I wonder how much Django Reinhardt I have to listen to before the songs don't all sound the same (except the slow ones, of course).
Steve Reich's Music for 18 Musicians also has a structure to be apprehended, or analyzed, or whatever the hell it is you're supposed to do with structure. Though if I remember correctly, in an interview included in the liner notes Reich says that the structure is there for people who want it, but that there are other ways to listen.
I had never before paid much attention to the epigrams at the beginning of John Berryman's 77 Dream Songs, but tonight the one taken from Olive Schreiber caught my eye, for obvious reasons: 'BUT THERE IS ANOTHER METHOD'. Here is the quote in context, taken from the preface to The Story of an African Farm.

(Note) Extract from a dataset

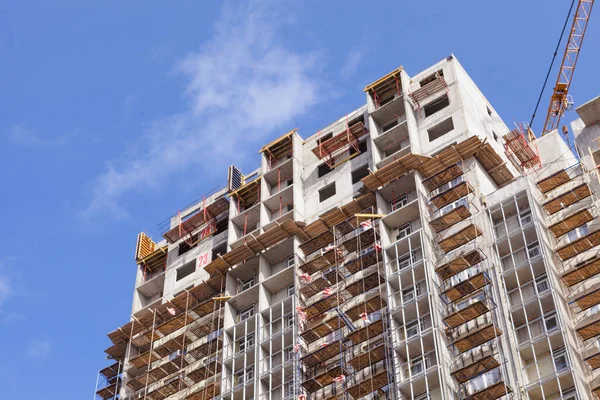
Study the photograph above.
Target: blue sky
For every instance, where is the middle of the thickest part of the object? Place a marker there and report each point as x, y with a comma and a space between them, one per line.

'Human life may be painted according to two methods. There is the stage method. According to that each character is duly marshalled at first, and ticketed; we know with an immutable certainty that at the right crises each one will reappear and act his part, and, when the curtain falls, all will stand before it bowing. There is a sense of satisfaction in this, and of completeness. But there is another method -- the method of the life we all lead. Here nothing can be prophesied. There is a strange coming and going of feet. Men appear, act and re-act upon each other, and pass away. When the crisis comes the man who would fit it does not return. When the curtain falls no one is ready. When the footlights are brightest they are blown out; and what the name of the play is no one knows. If there sits a spectator who knows, he sits so high that the players in the gaslight cannot hear his breathing. Life may be painted according to either method; but the methods are different. The canons of criticism that bear upon the one cut cruelly upon the other.'
Oppose tension, excitement, to laziness, a relaxed attitude: one of the few pieces of advice a high school band teacher gave me about soloing was that repeating the same thing builds tension. Some things sound so simple.